Other important things to remember:

c Technical services and supplies (e.g., lab chemicals, photocopying to accomplish research objectives) that benefit a project can be direct charged as always.

c Because they typically establish "administration" as a discrete component of the work statement, "center grants," "program project grants" or other such multisite projects normally allow administrative costs to be direct charged provided that they have been properly proposed and budgeted.

c Most (but not all) nonfederal sponsors still adhere to the old direct charging principle: If it benefits the project and is not unallowable, you can charge it. So don't hesitate to charge benefiting administrative expenses to a nonfederal sponsor, after verifying that it has not adopted A-21's more restrictive administrative charging provisions.

c A violation of A-21's administrative charging provisions also very likely constitutes a violation of Cost Accounting Standard 502, which requires consistent treatment of direct and indirect costs in like circumstances.

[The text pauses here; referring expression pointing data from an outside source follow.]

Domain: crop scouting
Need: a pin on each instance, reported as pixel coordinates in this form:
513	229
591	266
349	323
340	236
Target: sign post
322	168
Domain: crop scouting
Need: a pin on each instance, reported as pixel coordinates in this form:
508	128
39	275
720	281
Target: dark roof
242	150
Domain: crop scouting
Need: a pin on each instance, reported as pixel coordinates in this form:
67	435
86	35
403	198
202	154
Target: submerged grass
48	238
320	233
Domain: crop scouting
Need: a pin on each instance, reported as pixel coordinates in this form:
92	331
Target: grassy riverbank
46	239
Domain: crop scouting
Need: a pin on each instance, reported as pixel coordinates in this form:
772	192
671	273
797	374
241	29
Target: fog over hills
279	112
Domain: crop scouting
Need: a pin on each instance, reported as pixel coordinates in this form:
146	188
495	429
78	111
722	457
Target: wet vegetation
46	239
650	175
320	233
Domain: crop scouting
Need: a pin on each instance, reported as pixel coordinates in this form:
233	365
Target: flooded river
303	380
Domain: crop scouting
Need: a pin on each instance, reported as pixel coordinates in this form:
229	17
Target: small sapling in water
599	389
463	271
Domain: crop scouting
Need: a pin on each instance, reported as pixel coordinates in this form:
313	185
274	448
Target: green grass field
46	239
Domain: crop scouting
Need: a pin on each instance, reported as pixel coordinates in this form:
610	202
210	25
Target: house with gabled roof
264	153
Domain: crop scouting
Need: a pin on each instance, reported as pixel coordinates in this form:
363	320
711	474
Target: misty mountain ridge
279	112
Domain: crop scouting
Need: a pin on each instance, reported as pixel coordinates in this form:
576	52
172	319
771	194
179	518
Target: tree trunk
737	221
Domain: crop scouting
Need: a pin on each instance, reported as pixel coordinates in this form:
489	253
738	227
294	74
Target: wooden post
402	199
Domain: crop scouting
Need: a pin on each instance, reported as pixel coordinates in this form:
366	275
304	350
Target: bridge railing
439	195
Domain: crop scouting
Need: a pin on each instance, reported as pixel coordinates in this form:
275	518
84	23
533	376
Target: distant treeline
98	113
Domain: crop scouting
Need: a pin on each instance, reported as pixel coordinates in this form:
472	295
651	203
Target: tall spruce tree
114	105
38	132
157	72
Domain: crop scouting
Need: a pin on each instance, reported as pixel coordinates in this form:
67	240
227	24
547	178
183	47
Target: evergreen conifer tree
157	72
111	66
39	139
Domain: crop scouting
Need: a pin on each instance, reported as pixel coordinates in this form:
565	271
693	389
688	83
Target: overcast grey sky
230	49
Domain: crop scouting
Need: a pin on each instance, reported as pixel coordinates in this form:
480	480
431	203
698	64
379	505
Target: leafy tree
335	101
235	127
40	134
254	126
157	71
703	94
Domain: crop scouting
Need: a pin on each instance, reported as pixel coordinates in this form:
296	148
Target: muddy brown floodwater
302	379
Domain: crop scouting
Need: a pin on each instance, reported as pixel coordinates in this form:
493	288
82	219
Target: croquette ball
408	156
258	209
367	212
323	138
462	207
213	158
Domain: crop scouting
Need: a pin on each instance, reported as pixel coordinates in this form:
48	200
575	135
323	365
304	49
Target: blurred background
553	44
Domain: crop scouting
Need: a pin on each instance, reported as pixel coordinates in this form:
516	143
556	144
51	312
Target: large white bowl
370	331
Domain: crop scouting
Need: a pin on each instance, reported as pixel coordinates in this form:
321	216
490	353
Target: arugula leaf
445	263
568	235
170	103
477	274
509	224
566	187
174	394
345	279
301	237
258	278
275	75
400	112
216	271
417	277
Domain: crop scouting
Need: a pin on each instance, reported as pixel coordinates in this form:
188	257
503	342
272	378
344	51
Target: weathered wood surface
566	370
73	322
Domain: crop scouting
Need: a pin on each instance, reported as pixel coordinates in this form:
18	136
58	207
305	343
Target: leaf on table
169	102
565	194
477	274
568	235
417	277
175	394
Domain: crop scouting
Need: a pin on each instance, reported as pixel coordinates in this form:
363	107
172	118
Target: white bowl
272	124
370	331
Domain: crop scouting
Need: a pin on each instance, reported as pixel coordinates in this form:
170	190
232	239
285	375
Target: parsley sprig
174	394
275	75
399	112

And finally, remember Internal Audit's "total cost of the transaction" rule. While it may be easier at the outset to go ahead and charge a questionable expense, if that transaction cannot be justified at closeout or is selected for audit and is questioned at some later date, it can prove quite burdensome to justify the expense or to cover it from an unrestricted source if it is removed or disallowed. So if you have questions, better to ask before incurring the expense. Questions may be addressed to the appropriate research administration contact in your school, the Office of Sponsored Research, or Internal Audit at 725-0074.

Stanford's most recent policy on administrative charging, Research Policy Handbook 3.6, dated Dec. 1, 1999, states university policy and procedures and quotes extensively from Circular A-21. It also includes more questions and answers and several flowcharts to help identify when administrative expenses can be direct charged. It is available online at www.stanford.edu/dept/DoR/rph/3-6.html.